In recent years an increased emphasis has been placed on transparency, especially with regard to financial statements. While the finance director’s perspective will naturally be from a transaction basis, the company secretary’s key objective is to ensure that transparency is maintained throughout preparation of the statements and the annual returns, and that there is a full and accurate audit trail comprising all transactions.
One very important aspect of the role of a company secretary is maintaining the company’s minute books and recording of business transactions including granting loans to subsidiaries, acquisitions and the payment of dividends to shareholders. Before any such transactions can be implemented, approval must be sought from the directors, usually at a directors’ meeting or via written resolution. In this regard, the company secretary will often act as a crucial interface between the finance/tax departments and the board. In addition the company secretary will record all approvals granted by the directors in the minutes. When the accounts are being reviewed at year end, evidence must be furnished to prove that any transactions appearing within the financial statements were formally approved, and properly kept minute books are fundamental to this.

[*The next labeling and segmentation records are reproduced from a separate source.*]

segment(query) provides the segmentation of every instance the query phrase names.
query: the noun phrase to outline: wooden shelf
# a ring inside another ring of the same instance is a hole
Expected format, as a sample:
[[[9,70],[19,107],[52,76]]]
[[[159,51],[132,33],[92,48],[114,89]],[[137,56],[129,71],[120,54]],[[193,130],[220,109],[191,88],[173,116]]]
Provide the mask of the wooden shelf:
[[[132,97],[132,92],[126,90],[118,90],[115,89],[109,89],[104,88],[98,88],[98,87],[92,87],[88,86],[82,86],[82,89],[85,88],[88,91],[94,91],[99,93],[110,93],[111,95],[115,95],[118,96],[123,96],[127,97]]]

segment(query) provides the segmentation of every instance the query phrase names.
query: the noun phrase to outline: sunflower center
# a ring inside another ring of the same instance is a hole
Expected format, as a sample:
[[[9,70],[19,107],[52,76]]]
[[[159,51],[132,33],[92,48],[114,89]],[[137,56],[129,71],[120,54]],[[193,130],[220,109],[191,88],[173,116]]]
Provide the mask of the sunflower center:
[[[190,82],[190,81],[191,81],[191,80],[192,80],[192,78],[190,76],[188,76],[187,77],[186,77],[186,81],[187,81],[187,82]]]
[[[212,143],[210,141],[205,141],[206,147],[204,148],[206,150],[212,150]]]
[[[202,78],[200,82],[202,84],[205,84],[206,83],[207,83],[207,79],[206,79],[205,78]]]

When the annual accounts are being prepared, company secretaries will liaise closely with the finance department to ensure all statutory information contained within the accounts is correct. They will also be responsible for co-signing the annual returns with a company director, certifying the attached financial statements, and ensuring Compliance Statements made by the directors are included. As all accounts must be filed with the Registrar of Companies by prescribed deadlines as set out in the Companies Act 2014 and the relevant tax acts, the company secretary will work to see that those deadlines are rigorously adhered to.
As the importance of establishing a strong culture of corporate governance and compliance grows, underpinned by a new Companies Act which imposes greater liability on directors as well as stricter penalties, the value offered by the company secretary at all levels of the company grows too. An expert source of advice and assistance regarding all governance and compliance requirements, company secretaries also bring to the table a vibrant network of connections between different parts of a company, from shareholders to boards to management to all the various departments. This gives them the ability to actively work towards both greater cohesion and greater transparency- cornerstones for any companies moving forward and for any financial directors moving towards year end, annual returns and audits.